I see you, though. You’re a person who reads Dostoyevsky and Palahniuk and by that I should infer that you’re also a person who can detect “shades of boysenberry” in a two-hundred-dollar bottle of wine. Well, la-di-fuckin-da. *shoots confetti cannon in your honor* My bookshelves are filled with dense classics and edgy contemporary fiction too, and I like those just fine. But I didn’t read any of them twice.

To be clear, Twi-hards who aren’t also into hoity-toity literature shouldn’t have to defend themselves for loving Twilight any more than someone like me who reads a mix of genres. It’s just so ridiculous to me that people feel such a pressing need to share with us how stupid they think we are simply because we enjoy these books. Like, do you think you’re going to convince us? Why? What’s your point? What are you gaining from being a fucking buzzkill? Do you also hate kittens and babies?

And by the way, we actually know how writing works. We know about grammar and plot points and character development and what compromises good dialogue. We are perfectly aware the story is unrealistic and that it contains problematic elements (Edward, get out of Bella’s bedroom while she’s sleeping before I sic the Volturi on you). But whatever. It’s fiction. And it’s a fucking great story.

No book has ever sucked me in the way Twilight did. I read these books at stoplights—I approached green lights praying they’d turn red so I could squeeze in a few sentences of Edward and Bella. I read at work when I was supposed to be creating spreadsheets for clients. I literally had the book open in my lap under my desk, sneaking sentences and hoping no one would walk by my office and catch me staring at my crotch.

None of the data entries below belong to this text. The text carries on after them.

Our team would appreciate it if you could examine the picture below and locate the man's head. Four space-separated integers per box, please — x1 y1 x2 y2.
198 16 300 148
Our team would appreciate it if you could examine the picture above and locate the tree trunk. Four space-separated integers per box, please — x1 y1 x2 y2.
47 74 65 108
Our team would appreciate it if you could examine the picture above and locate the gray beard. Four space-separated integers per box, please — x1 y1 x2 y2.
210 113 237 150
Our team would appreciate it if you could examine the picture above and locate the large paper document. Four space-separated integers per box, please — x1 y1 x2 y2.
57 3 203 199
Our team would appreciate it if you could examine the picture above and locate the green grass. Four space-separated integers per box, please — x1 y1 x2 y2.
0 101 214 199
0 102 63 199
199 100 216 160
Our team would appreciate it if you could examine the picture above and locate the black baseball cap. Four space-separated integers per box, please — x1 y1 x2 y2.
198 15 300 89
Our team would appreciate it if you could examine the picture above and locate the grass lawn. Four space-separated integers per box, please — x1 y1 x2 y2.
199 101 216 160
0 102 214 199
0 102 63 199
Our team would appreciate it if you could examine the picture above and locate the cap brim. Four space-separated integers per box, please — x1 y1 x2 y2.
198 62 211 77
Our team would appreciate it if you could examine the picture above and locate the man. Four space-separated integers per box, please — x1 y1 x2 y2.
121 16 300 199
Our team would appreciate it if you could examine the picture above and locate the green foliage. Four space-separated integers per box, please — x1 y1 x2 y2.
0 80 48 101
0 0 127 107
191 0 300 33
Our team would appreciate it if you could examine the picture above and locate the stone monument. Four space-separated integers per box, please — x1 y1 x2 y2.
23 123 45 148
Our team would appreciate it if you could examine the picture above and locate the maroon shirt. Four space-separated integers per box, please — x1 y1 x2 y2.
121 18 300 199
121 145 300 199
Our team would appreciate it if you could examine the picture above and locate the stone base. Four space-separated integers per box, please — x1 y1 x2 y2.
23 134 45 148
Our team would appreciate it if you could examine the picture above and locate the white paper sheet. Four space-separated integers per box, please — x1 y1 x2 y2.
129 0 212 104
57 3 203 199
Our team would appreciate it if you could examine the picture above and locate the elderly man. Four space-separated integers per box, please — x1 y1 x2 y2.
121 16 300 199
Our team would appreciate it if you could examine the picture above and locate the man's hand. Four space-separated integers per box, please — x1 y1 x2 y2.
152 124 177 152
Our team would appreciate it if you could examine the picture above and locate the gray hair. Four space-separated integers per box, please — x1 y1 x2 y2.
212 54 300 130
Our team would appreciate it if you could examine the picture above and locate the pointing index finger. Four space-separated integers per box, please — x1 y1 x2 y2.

I dreamed about the characters. I related to Bella and her self-identified ordinariness. I fell hard for Edward because I loved the idea of a being who is supposed to want to murder you falling hopelessly in love with you instead. I mean, come on. And I was legitimately pissed off that vampires aren’t real. Like, actually angry. The world of Twilight made reality feel excruciatingly boring. After I read the last word of Breaking Dawn, I went right back to the first book and reread from the beginning.

I’m so thankful to Meyer for choosing to release Midnight Sun now, while the world is in such a state of upheaval. This is exactly the escape so many of us are craving. Of course, Twilight fans know that Midnight Sun was never supposed to be released at all. I remember in 2008 when Stephenie Meyer posted a letter on her website informing readers that an early draft had been leaked to the internet. Meyer has always been tight-lipped about the details of the leak, though she said in her letter to fans, “There were very few copies of Midnight Sun that left my possession, and each was unique.” In other words, she knows exactly who leaked it and yet to this day has never divulged that information. What a saint. Can you imagine if her rabid fans found out who did that? I’m actually not sure I want to think about it.

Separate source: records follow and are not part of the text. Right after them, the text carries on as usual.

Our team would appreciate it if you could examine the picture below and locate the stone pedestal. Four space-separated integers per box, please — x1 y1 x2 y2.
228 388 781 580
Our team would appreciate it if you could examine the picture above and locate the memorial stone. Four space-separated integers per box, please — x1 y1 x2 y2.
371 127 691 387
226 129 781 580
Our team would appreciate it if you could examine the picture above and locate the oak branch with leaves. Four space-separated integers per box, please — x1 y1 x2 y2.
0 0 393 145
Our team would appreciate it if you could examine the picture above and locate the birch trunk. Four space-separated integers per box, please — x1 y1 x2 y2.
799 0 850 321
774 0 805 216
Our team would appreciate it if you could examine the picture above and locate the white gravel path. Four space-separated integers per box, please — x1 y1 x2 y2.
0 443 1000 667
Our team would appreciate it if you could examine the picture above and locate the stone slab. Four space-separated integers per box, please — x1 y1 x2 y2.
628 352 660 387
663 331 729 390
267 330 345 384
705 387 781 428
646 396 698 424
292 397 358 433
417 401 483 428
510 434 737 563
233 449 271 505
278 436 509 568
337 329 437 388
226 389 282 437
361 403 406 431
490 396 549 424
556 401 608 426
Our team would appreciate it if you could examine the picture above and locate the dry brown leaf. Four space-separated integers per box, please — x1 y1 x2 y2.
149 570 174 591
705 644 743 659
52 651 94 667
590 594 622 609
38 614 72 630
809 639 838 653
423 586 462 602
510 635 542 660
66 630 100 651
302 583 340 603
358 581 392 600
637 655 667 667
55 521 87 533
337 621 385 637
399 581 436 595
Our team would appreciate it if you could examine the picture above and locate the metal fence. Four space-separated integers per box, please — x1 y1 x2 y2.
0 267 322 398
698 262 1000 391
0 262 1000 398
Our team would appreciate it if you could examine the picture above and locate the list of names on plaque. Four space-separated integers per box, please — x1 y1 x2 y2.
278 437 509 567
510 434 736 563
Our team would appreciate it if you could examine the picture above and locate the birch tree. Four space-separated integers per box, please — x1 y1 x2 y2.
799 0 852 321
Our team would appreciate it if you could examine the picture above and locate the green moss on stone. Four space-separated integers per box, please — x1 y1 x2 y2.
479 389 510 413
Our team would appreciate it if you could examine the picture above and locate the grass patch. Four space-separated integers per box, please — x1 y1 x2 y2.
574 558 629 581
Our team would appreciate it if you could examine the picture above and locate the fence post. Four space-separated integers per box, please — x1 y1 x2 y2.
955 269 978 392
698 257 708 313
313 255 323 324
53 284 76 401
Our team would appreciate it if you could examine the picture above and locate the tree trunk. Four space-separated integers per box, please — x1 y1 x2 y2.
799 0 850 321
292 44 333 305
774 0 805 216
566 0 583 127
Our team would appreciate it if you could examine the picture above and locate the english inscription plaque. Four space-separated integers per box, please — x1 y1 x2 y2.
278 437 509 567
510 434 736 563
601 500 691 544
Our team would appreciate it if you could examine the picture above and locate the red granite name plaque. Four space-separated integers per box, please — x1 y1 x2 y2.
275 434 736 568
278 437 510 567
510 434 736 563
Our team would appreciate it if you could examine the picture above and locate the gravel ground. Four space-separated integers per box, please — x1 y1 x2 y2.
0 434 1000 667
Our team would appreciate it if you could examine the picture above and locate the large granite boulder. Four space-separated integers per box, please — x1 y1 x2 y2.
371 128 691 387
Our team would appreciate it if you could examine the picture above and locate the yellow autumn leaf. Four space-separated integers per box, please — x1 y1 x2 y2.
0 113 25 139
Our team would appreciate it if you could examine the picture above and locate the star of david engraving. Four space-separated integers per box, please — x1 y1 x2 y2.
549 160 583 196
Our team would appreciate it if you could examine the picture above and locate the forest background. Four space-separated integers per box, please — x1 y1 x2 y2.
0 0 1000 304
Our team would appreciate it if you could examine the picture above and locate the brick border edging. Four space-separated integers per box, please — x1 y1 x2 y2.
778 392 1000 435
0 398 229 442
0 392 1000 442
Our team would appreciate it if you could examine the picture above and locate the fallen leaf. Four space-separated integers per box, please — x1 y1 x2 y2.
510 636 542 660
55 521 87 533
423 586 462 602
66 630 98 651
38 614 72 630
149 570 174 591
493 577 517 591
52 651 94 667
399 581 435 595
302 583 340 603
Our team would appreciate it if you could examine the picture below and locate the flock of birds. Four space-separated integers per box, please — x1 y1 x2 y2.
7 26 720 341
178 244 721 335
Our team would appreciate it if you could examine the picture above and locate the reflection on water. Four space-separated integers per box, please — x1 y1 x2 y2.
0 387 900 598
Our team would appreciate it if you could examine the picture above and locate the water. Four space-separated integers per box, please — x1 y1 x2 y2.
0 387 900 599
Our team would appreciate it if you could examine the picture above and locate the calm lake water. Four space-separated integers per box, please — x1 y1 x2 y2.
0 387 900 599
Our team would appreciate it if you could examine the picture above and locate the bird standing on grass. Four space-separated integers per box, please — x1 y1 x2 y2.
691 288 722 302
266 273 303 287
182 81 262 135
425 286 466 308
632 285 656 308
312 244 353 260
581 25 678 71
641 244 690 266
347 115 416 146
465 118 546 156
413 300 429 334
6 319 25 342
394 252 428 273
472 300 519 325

Anyway, Meyer was incredibly hurt by the violation. She posted the leaked pages on her website so fans could at least get the words she wrote directly from her, the rightful copyright owner. But she told her fans she wouldn’t ever release a completed version of Midnight Sun. I read the excerpt she shared in 2008 and nearly cried when I reached the abrupt ending. In the years since, like the rest of Twilight fandom, I’d all but given up hope of ever getting to read a full version. Meyer had said repeatedly that it wasn’t happening.

But now it is happening. Squee!!

To be clear, I’m not trying to convince anyone to like Twilight if they’re not into it. It’s 100% fine if these books aren’t for you. People like what they like, opinions are like assholes, the heart wants what it wants, etc. My heart just happens to want to turn diamond-hard, stop beating, and live out a cold, angsty eternity with my fashionable vampire family in a giant modern house in the woods of the Pacific Northwest.

You don’t have to like Twilight. In fact, you are perfectly welcome to hate it. But don’t go around trying to murder other people’s joy just because you think your literary tastes are more refined. The only thing you’re really accomplishing is making us want to whack you over the head with our shiny new copy of Midnight Sun.